Richard Warburton – Creative Director

Rich is a collaborative and empathetic leader with 20+ years experience making, developing and programming artists. He is committed to enabling new ideas and alternative approaches to art making to flourish.  Well versed in helping artists interrogate their ideas, ensuring people are able to make the work they really want to make.

His work has ranged from large scale international work to experimental installations that fall into a number of categories, including digital and live public art and performance.

How long have you been with IOU and what has been your highlight?

‘About three weeks! So as new as they come really. However prior to joining I already had the privilege of seeing Sound Wave Collider at Yorkshire Sculpture Park and The Wheel at Thrift Festival. Accompanying Jason Singh’s Sound Walk as part of the installation at YSP was a real luxury,  getting a window into how he sees and interprets sound using the landscape around him was both joyful and enlightening.

The full team have been very welcoming and just getting to spend time with David and chat about the work, his ethos and particular ideas has been brilliant. Everything I’ve engaged with so far has been pretty inspirational, the spaces, the people, the Calderdale landscape, there’s nothing not to love.’

Tell us about your professional journey before joining IOU?

Fairly early on in my career I gravitated towards making interactive and site specific work. Starting out at Slung Low in the early 2000s making work that encouraged audiences to encounter work in alternative ways. I moved on to co-found Invisible Flock in about 2009. One of the early pieces we made was ‘Bring the Happy’ that really kick started making work with direct public engagement/interaction. It cemented my ambition to make work that had meaning to the here and now, exploring ways of presenting ideas that would hopefully resonate in different ways with the audiences that encountered it.

I was simultaneously drawn to the usefulness of engaging with technology to help make or present art in different forms or guises. This included making work directly for mobile platforms. I also was fortunate to have the opportunity to create interdisciplinary works at scale and internationally and this allowed me to encounter more and more amazing people who continue to influence how I think about creative work.
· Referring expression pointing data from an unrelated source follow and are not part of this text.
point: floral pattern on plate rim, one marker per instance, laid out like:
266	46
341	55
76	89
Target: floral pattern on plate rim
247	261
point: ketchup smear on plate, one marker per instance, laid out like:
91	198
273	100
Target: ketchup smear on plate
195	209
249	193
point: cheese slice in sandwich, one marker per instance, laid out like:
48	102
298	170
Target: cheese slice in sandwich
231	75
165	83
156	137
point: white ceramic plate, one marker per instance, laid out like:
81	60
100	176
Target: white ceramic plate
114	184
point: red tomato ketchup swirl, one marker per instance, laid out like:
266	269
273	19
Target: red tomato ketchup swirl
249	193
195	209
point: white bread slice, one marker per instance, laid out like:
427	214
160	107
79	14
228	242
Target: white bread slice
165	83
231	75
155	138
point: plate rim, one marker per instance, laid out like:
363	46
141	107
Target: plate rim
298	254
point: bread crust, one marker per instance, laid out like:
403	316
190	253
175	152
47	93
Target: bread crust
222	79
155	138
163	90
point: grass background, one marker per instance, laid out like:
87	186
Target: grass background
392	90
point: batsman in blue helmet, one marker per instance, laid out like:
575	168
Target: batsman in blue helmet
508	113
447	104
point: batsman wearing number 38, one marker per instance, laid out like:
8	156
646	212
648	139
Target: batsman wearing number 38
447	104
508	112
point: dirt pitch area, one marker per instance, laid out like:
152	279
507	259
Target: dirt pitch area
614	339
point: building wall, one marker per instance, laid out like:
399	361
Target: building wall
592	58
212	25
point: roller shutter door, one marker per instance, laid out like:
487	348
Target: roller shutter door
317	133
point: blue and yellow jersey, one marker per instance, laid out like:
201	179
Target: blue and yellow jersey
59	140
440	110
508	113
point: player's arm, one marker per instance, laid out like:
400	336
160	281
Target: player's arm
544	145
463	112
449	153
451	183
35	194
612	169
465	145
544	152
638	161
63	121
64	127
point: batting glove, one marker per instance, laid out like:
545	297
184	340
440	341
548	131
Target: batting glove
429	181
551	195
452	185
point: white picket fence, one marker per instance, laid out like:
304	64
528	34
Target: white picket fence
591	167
In 2017 I joined Theatre in the Mill in Bradford as Artistic Director and developed new ways in which an arts organisation could support, develop and advocate for artists. The breadth of who we worked with and how we worked with them was enormously fulfilling  and I thoroughly enjoyed being able to offer direct and useful support to some incredible artists making fantastic new work.

When the current role was advertised I saw the possibility to take all of my past experience and enthusiasm for supporting new ideas and a broad range of artists and apply it to the development of the IOU Creation Centre. I’m still trying to articulate everything that makes IOU so unique but it really is the best opportunity I could imagine.’

Tell us about any stand out productions or exhibits you’ve experienced that left their mark on you?

‘Too many to really narrow down but I think the throughline through all the work that has inspired or left its mark are those that have impacted the ways in which ideas, stories and thinking can be presented and shared.

They range from Spectacle at scale (LipSynchFuerza BrutaFuture Cargo) to personal (SaltTrojan HorseFirst Time and Life is no Laughing Matter) through to the surprising and inventive (BackUpFrom Here to EarThe Believers are but Brothers)

I like to be caught off guard, it’s why the work of IOU really resonates with me, it’s always intriguing, playful and is generous with the space it gives their audiences and participants to find or discover their own place in it.

Perhaps what I most enjoy though is the opportunity to engage with work while it’s still in that fragile, embryonic state where the ideas are still fizzing around. When I get invited into the space where everything’s in play, often that’s the most exciting place to be.’